In fact, the passport specialist “found his interaction with Yusuf so unusual that he contacted his supervisor who, in turn, alerted the FBI to Yusuf’s travel,” according to the court documents.
Within days, the FBI placed Yusuf under surveillance, according to the documents. And a month later, FBI agents watched as his father dropped him off at a local mosque, and then Yusuf worked his way to Minneapolis-St. Paul International Airport. Apparent destination: Syria.
But FBI agents stopped him from leaving the country, and further investigation tied him to a 20-year-old named Abdi Nur, according to the documents.

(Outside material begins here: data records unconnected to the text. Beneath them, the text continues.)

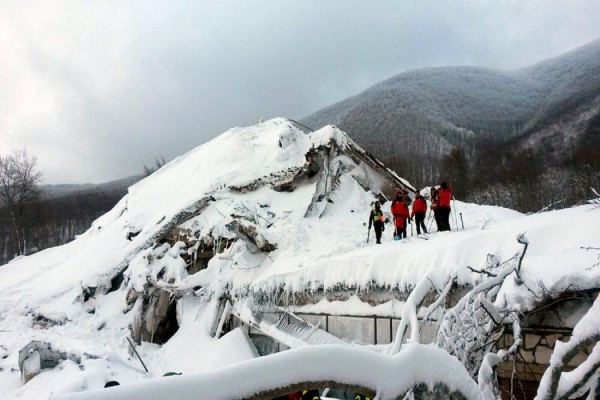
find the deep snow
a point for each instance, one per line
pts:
(312, 254)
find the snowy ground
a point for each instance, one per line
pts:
(312, 253)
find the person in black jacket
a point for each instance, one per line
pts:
(376, 220)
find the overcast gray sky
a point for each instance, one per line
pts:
(97, 89)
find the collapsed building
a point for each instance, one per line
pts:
(227, 229)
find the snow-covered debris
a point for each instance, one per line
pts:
(268, 214)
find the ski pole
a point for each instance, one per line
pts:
(454, 208)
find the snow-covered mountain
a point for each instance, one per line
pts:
(261, 213)
(425, 113)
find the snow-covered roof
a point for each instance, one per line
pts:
(233, 177)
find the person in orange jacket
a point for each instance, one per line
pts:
(419, 212)
(444, 196)
(401, 214)
(376, 219)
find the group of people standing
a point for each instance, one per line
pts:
(440, 206)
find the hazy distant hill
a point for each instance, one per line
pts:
(63, 212)
(414, 119)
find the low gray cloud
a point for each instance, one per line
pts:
(97, 89)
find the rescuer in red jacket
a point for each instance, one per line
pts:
(401, 214)
(419, 212)
(444, 195)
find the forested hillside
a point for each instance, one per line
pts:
(61, 213)
(496, 132)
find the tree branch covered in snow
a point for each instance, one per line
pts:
(558, 384)
(471, 328)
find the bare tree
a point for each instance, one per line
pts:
(19, 181)
(158, 163)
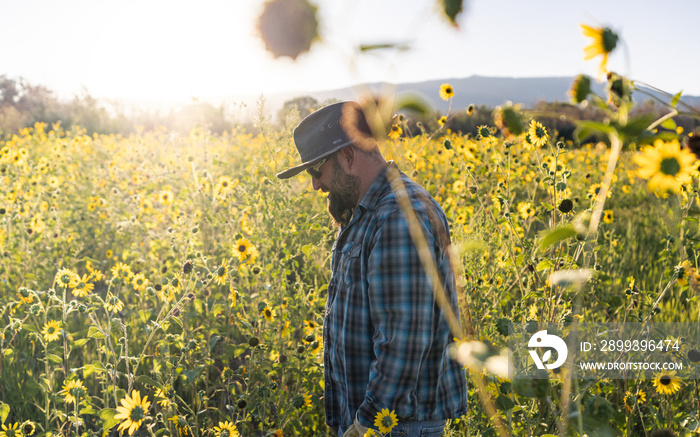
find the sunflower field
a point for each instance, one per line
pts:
(169, 285)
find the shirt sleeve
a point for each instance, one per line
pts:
(404, 316)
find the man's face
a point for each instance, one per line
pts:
(342, 189)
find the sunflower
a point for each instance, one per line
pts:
(181, 424)
(224, 185)
(52, 330)
(226, 429)
(132, 411)
(74, 390)
(83, 287)
(122, 271)
(395, 132)
(66, 278)
(386, 421)
(28, 428)
(665, 165)
(165, 197)
(483, 131)
(526, 210)
(607, 216)
(538, 134)
(683, 271)
(10, 430)
(666, 382)
(244, 250)
(604, 42)
(221, 273)
(139, 282)
(145, 206)
(112, 303)
(268, 313)
(446, 91)
(632, 399)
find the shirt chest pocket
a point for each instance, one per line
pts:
(351, 263)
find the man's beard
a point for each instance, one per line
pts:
(342, 195)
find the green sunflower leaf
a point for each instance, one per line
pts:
(669, 124)
(557, 235)
(108, 420)
(80, 342)
(143, 379)
(95, 333)
(676, 99)
(4, 411)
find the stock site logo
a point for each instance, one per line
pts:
(542, 339)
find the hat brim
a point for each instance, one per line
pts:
(299, 168)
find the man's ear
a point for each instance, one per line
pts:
(346, 157)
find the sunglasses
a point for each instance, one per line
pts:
(314, 169)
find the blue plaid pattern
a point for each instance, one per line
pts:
(385, 339)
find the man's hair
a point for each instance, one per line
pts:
(355, 125)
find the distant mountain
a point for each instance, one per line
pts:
(477, 90)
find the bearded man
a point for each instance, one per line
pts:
(385, 338)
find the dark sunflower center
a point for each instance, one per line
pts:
(670, 166)
(137, 413)
(609, 40)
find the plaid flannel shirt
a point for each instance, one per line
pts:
(385, 338)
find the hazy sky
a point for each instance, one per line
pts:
(175, 50)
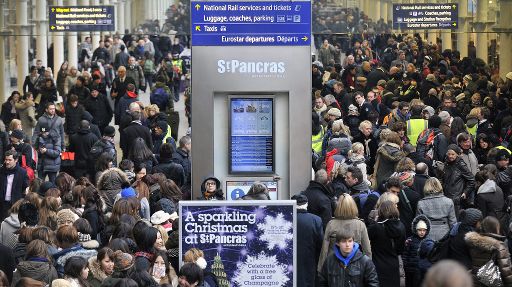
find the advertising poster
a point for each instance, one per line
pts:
(245, 243)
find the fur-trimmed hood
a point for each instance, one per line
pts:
(487, 242)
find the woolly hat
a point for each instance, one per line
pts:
(45, 186)
(455, 148)
(122, 261)
(421, 225)
(471, 216)
(128, 192)
(334, 112)
(66, 215)
(300, 198)
(502, 155)
(160, 217)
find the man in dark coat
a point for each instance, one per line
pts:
(320, 198)
(166, 166)
(309, 242)
(13, 182)
(81, 143)
(98, 106)
(135, 130)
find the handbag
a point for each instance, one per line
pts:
(489, 274)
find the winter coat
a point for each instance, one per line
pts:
(490, 200)
(482, 247)
(388, 155)
(440, 211)
(320, 201)
(388, 239)
(109, 185)
(38, 270)
(357, 270)
(309, 235)
(27, 114)
(410, 257)
(457, 180)
(336, 225)
(50, 160)
(7, 229)
(96, 275)
(63, 255)
(100, 109)
(81, 143)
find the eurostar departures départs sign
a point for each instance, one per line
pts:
(425, 16)
(269, 23)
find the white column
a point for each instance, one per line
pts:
(42, 28)
(128, 15)
(463, 36)
(120, 9)
(22, 41)
(58, 45)
(72, 43)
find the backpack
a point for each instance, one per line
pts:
(364, 196)
(425, 144)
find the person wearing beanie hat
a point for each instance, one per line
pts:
(458, 181)
(415, 265)
(310, 235)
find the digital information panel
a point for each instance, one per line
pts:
(251, 135)
(81, 18)
(239, 188)
(425, 16)
(270, 23)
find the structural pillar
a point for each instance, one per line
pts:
(58, 45)
(504, 28)
(72, 43)
(42, 30)
(463, 36)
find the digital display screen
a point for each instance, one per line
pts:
(237, 189)
(251, 135)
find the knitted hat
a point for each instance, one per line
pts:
(300, 198)
(128, 192)
(471, 216)
(334, 112)
(455, 148)
(66, 215)
(122, 261)
(421, 225)
(45, 186)
(502, 155)
(160, 217)
(18, 134)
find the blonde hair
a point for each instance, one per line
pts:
(346, 207)
(432, 186)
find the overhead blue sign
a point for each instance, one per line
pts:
(425, 16)
(269, 23)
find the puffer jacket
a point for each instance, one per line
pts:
(50, 160)
(357, 270)
(457, 179)
(410, 256)
(482, 247)
(109, 185)
(388, 155)
(39, 270)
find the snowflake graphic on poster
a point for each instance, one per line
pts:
(262, 269)
(275, 231)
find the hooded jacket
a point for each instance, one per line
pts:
(355, 270)
(482, 247)
(38, 269)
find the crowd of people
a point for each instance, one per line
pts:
(411, 150)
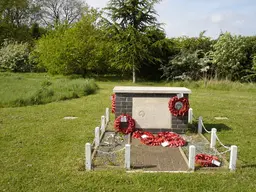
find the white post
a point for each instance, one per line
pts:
(233, 158)
(213, 137)
(190, 115)
(180, 95)
(200, 119)
(88, 157)
(97, 136)
(102, 127)
(107, 115)
(127, 156)
(192, 155)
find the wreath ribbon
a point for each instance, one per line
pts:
(131, 124)
(175, 101)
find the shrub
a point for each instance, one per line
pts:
(14, 57)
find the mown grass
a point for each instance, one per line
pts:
(26, 89)
(40, 151)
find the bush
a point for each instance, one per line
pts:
(14, 57)
(79, 49)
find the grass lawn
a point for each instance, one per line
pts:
(40, 151)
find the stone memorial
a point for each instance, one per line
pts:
(149, 107)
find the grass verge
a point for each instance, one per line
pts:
(23, 90)
(40, 151)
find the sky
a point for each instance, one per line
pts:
(190, 17)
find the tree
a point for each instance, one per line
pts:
(130, 19)
(228, 56)
(79, 49)
(54, 12)
(187, 66)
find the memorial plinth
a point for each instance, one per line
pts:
(148, 106)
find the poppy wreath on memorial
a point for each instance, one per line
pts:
(178, 106)
(167, 139)
(205, 160)
(126, 130)
(113, 105)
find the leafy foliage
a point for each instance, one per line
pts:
(187, 66)
(14, 57)
(130, 18)
(228, 56)
(76, 50)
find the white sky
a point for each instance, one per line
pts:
(190, 17)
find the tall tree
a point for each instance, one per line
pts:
(59, 11)
(131, 18)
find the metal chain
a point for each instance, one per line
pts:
(105, 152)
(229, 148)
(204, 127)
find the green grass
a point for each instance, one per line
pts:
(42, 152)
(34, 89)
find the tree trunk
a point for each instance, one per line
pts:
(133, 75)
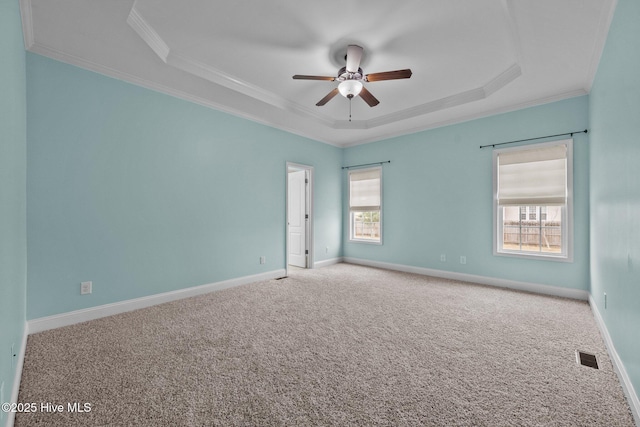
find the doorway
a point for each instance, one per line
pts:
(299, 216)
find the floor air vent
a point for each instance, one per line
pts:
(586, 359)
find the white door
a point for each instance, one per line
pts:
(297, 223)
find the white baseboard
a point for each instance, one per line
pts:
(627, 385)
(18, 376)
(491, 281)
(327, 262)
(78, 316)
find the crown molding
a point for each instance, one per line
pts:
(469, 117)
(205, 71)
(146, 32)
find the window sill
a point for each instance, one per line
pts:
(368, 242)
(533, 255)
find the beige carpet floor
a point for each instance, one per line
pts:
(343, 345)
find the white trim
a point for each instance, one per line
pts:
(18, 375)
(466, 118)
(483, 280)
(567, 217)
(78, 316)
(148, 34)
(27, 23)
(602, 31)
(309, 226)
(328, 262)
(625, 381)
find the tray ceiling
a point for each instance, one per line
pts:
(469, 58)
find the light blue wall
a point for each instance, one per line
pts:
(13, 141)
(438, 196)
(144, 193)
(615, 186)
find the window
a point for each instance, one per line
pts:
(533, 200)
(365, 197)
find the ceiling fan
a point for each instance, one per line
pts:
(351, 78)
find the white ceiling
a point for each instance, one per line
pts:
(470, 58)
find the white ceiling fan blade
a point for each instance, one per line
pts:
(354, 55)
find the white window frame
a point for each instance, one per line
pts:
(567, 210)
(351, 210)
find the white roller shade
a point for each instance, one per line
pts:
(364, 189)
(536, 177)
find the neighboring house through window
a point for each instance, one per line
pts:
(365, 201)
(533, 200)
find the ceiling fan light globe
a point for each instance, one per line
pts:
(350, 88)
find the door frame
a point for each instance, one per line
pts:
(309, 205)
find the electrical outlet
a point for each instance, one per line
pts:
(86, 288)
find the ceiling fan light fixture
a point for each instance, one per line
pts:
(350, 88)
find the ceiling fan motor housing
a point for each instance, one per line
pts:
(343, 75)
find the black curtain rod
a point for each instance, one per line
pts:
(366, 164)
(531, 139)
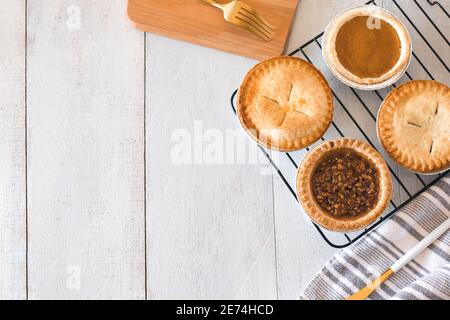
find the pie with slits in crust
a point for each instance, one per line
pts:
(414, 126)
(285, 103)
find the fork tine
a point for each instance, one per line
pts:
(256, 21)
(244, 23)
(254, 25)
(255, 14)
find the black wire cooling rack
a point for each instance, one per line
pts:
(355, 111)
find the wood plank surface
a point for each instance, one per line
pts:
(200, 23)
(12, 151)
(210, 222)
(85, 151)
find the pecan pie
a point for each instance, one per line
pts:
(344, 184)
(414, 126)
(285, 103)
(367, 47)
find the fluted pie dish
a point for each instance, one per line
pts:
(285, 103)
(343, 185)
(413, 126)
(367, 47)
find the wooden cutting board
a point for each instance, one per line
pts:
(200, 23)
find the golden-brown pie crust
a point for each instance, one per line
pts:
(309, 203)
(414, 126)
(285, 103)
(331, 56)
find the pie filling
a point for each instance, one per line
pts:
(368, 47)
(345, 184)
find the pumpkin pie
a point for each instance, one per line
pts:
(367, 47)
(344, 184)
(414, 126)
(285, 103)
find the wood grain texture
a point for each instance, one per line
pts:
(210, 226)
(85, 151)
(12, 151)
(200, 23)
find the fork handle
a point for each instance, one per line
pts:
(214, 3)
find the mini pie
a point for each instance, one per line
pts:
(367, 46)
(344, 184)
(285, 103)
(414, 126)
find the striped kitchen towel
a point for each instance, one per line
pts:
(426, 277)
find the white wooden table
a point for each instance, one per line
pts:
(91, 203)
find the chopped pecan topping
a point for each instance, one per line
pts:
(345, 184)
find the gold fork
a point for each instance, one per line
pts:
(244, 16)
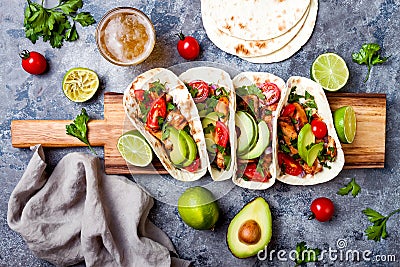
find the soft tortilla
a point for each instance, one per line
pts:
(245, 48)
(295, 44)
(222, 79)
(245, 79)
(303, 84)
(183, 100)
(256, 20)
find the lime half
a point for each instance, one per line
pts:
(135, 149)
(80, 84)
(345, 124)
(330, 71)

The next day, however, Nur successfully slipped out of the country before the FBI could stop him, too.
“Nur unfortunately made it to Syria, where today he is an active recruiter for ISI[S],” U.S. Attorney Andrew Luger said at a news conference Monday morning. “He is in regular contact with his friends, he advises them, and he serves as a source of inspiration to those who want to replicate his success.”
After an FBI investigation that began more than 10 months ago, six of those friends were arrested in the United States on Sunday, accused of trying to join ISIS. Yusuf and another friend were arrested late last year.
And it all began with a skeptical passport office worker.
“That passport official played an important role” in taking down the ISIS recruitment pipeline in Minneapolis, one Justice Department official said.
Yusuf has since pleaded guilty to conspiring to support ISIS. While he awaits sentencing, he has been living in a halfway house in Minneapolis and regularly meeting with a local group that hopes to “foster his connections to his future and his community.”
His attorney has argued Yusuf planned to join ISIS before it began beheading Americans and others. In addition, ISIS had yet to be designated a foreign terrorist organization by the U.S. government when Yusuf applied for his passport and began taking steps to go to Syria.
But prosecutors have insisted the group's brutal ways and anti-American sentiments were still well-established at the time.